Another reason for multi-asset funds’ popularity is the recent increased interest in so-called outcome-oriented funds. As opposed to their benchmarked counterparts, outcome-oriented funds – often referred to as growth, flexible or total return funds – are not tied to a benchmark and rather aim to achieve a “cash plus” or an “inflation plus” return with a certain long-term target level of risk. In the short term, their overall risk budget is often flexible, allowing the fund to take on more risk if market opportunities arise and to stay conservatively positioned to mitigate losses if risks surface. This also implies that outcome-oriented multi-asset funds are often less restrictive than traditional benchmarked mixed funds in terms of asset allocation, allowing their portfolio managers to take larger positions in their preferred asset classes. Mutual funds whose investment managers are able to make good use of this flexible fund design by accurately assessing the relative attractiveness of asset classes are clearly a strong value proposition for a broad base of clients.
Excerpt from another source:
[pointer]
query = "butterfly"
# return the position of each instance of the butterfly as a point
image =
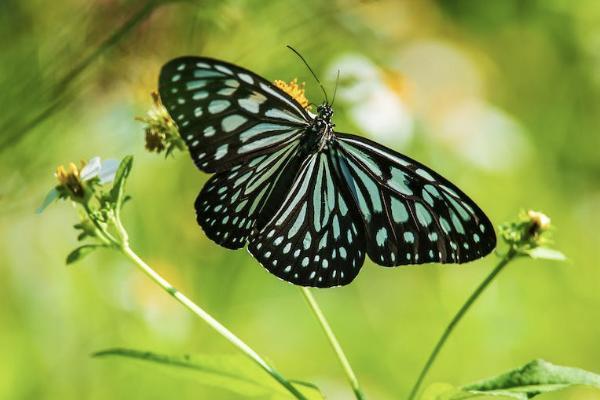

Also, an increasingly prominent feature of many outcome-oriented multi-asset funds is their ability to manage their duration position more flexibly. By doing so, these funds can limit, eliminate or even benefit from potential interest rate increases, addressing a major concern of many clients.
A last point why multi-asset funds are gaining traction relates to the more risk-aware nature of clients. By allowing for more flexibility, well-managed flexible multi-asset strategies can provide attractive returns while running a risk level comparable to that of a diversified bond fund. Thus, many would-be fixed income investors are ever more turning to these investment strategies to satisfy their desire for safe returns at their desired level of overall risk. At the same time, potential equity investors can benefit from lower ex-ante risk of these funds, while still being able to participate to a big extent in an equity rally.
With respect to risk, it is important to mention another impact of the global financial crisis which influences the way multi-asset managers must approach asset allocation in today’s environment. Markets now appear to be gripped by even more herd-like behavior and more frequent disruptions. Emotions can have such an impact that markets can fail to function rationally much more often. Economic cycles have become shorter. Therefore, investors need to be quick to respond to opportunities and risks that arise in a market. Due to the greater sensitivity of the real economy to markets, opportunities can quickly disappear and risks can quickly increase. While in the long term, markets are driven by fundamental factors, investor behaviour can influence their direction significantly. Multi-asset managers who are able to correctly measure, interpret and translate their assessment of behavioral factors at play in a particular market might offer a big advantage in this environment.